Column Type Description
id uuid Primary key (customer_id)
face_id uuid Foreign key to detected_faces
customer_identifier text Unique customer identifier
customer_name text Customer name (optional)
customer_metadata jsonb Additional metadata (optional)
embedding vector(512) ArcFace face embedding
created_at timestamptz Timestamp

Vector search is optimized with ivfflat index on the embedding column.

Image Scaling

All uploaded images are automatically scaled down (max 1920px on longest side) to improve processing performance while maintaining aspect ratio.
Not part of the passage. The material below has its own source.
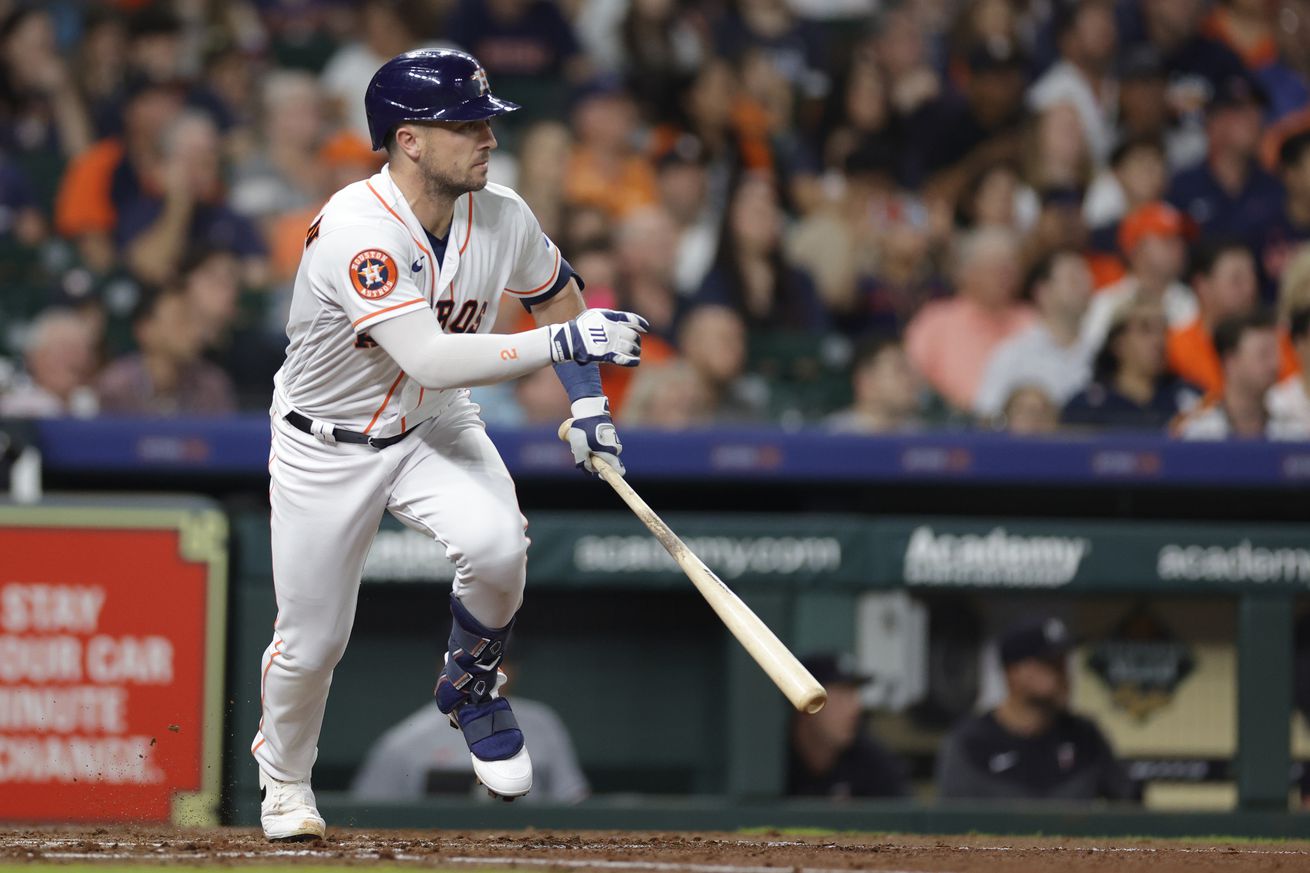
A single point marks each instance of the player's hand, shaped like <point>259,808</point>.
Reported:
<point>594,431</point>
<point>599,336</point>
Supports PNG, JPG, and WEBP formats up to 10MB.

Technology Stack

  • Face Detection: RetinaFace ResNet50 with 5 facial landmarks
  • Face Recognition: ArcFace ResNet100 (512-dimensional embeddings)
  • Vector Search: PostgreSQL pgvector with ivfflat indexing
  • Object Storage: MinIO S3-compatible storage for images
  • Image Processing: Jimp for manipulation, multer for uploads
  • API Framework: Express.js with TypeScript
  • ML Runtime: ONNX Runtime Node

Configuration

Environment variables in .env:

# Database
DATABASE_URL=postgres://postgres:postgres@localhost:5432/face_db

# API
PORT=3000

# Face Detection (0.0 - 1.0, default: 0.8)
FACE_DETECTION_CONFIDENCE_THRESHOLD=0.8

# MinIO S3 Storage
MINIO_ROOT_USER=minioadmin
MINIO_ROOT_PASSWORD=minioadmin123
S3_ENDPOINT=http://localhost:9000
S3_BUCKET=facevector-engine
S3_ACCESS_KEY=minioadmin
S3_SECRET_KEY=minioadmin123
S3_REGION=us-east-1
S3_FORCE_PATH_STYLE=true

Storage Structure

MinIO S3 Bucket (facevector-engine)

facevector-engine/
├── originals/          # Original uploaded images
│   └── {uuid}.jpg
└── faces/              # Cropped face images
    └── {face_id}.jpg

Temporary Files (Docker Container)

/tmp/facevector/
└── cropped_faces/      # Temporary cropped faces during processing
    └── face_*.jpg      # Auto-cleaned on container restart

MinIO Console: Access at http://localhost:9001 with credentials from .env

Makefile Commands

Development

make install        # Install dependencies (production only)
make install-dev    # Install all dependencies including dev
make models         # Download ONNX models
make chmod-scripts  # Make scripts executable
make run            # Run API locally (starts db + minio)
make lint           # Check code style
make lint-fix       # Auto-fix code style
npm run build       # Compile TypeScript

Testing

make test-integration  # Run integration tests (full workflow)
make test-management   # Run management API tests

Docker

make up             # Build and start full stack (API + db + minio)
make down           # Stop containers
make logs           # Tail container logs
make clean          # Remove containers and volumes
make reset          # Clean and rebuild from scratch
make up-db          # Start PostgreSQL only
make up-minio       # Start MinIO only

Troubleshooting

Database Collation Errors

make clean && make up

Face Not Detected

  1. Lower FACE_DETECTION_CONFIDENCE_THRESHOLD in .env (e.g., 0.6)
  2. Ensure clear, front-facing faces in images
  3. Check image format (PNG, JPG, WEBP only)

ONNX Models Not Found

make models  # Downloads to models/ directory

License

MIT License - free to use for any purpose.